I was unpleasantly surprised by but thankful to have found eclecticlight.co’s fi...

dragontamer · 2024-08-27T15:00:36 1724770836

Bitrot is reasonably handled by erasure codes by simply having CRC32 checksums (or similar) verifying the parts.

If a piece has bitrotted away, then you throw away the whole segment.

CRC32 is closely related to ReedSolomon / Galois Fields. It's basically a repeated division + remainders in Galois Field. And as we all know: Division is very good at mixing up bits (true in normal math as well as Galois Fields).

The real benefit of cyclical codes is the guarantee to catch any burst error of size 32 or less (for a CRC32). You only get a chance of false negatives if the error region is larger than the CRC size.

------

Indeed: the whole erasure code / correction code thing has complex math constructs so that these tight guarantees can be made. (Be it CRC32 or ReedSolomon, or any old school biterror algorithm).

justsomehnguy · 2024-08-27T18:04:59 1724781899

> ecause bit rot scares me.

Use WinRAR/RAR recovery record for the important things.
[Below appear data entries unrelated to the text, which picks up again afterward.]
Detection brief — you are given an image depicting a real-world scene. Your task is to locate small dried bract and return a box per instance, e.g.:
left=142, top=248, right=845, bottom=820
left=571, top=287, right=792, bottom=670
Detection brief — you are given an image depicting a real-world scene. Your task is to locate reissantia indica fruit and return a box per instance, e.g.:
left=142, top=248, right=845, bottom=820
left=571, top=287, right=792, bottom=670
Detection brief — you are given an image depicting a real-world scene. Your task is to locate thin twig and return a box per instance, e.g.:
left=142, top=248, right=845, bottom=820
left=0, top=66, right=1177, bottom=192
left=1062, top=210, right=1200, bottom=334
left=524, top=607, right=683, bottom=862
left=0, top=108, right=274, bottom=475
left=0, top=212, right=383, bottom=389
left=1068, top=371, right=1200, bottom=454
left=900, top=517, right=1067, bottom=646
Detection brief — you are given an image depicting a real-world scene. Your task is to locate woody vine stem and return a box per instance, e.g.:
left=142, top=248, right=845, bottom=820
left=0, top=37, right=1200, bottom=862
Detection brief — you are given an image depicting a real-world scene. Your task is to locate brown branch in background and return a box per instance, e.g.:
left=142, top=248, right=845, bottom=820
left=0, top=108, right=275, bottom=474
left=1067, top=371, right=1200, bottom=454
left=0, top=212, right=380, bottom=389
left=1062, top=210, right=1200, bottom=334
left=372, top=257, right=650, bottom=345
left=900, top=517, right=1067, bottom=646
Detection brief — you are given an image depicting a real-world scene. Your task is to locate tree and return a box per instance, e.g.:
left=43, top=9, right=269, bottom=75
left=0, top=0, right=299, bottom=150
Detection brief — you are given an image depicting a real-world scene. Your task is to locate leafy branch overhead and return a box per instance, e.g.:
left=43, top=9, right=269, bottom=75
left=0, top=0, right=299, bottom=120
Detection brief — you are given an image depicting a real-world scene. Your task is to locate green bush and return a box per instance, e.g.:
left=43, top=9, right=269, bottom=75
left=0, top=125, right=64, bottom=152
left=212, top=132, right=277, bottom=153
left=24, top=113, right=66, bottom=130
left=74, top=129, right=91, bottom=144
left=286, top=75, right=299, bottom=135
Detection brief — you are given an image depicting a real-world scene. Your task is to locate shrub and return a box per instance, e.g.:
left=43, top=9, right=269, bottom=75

There is one site what still mandates 5% RR for the archives because before the ubiquitous HTTPS the trashed in transit archives were the norm.

hcs · 2024-08-27T08:13:46 1724746426

It's my understanding that par2 is designed for missing files (parts of a multi part archive), not the uniform random bit rot corruption used in that article. I think it can recover a much larger corrupted or missing block, approaching the size of the parity files.

But yeah if that's your data loss model then par2 isn't the right approach. (Not sure what is.)

loeg · 2024-08-27T17:51:10 1724781070

I think something about the test methodology in that article is severely flawed.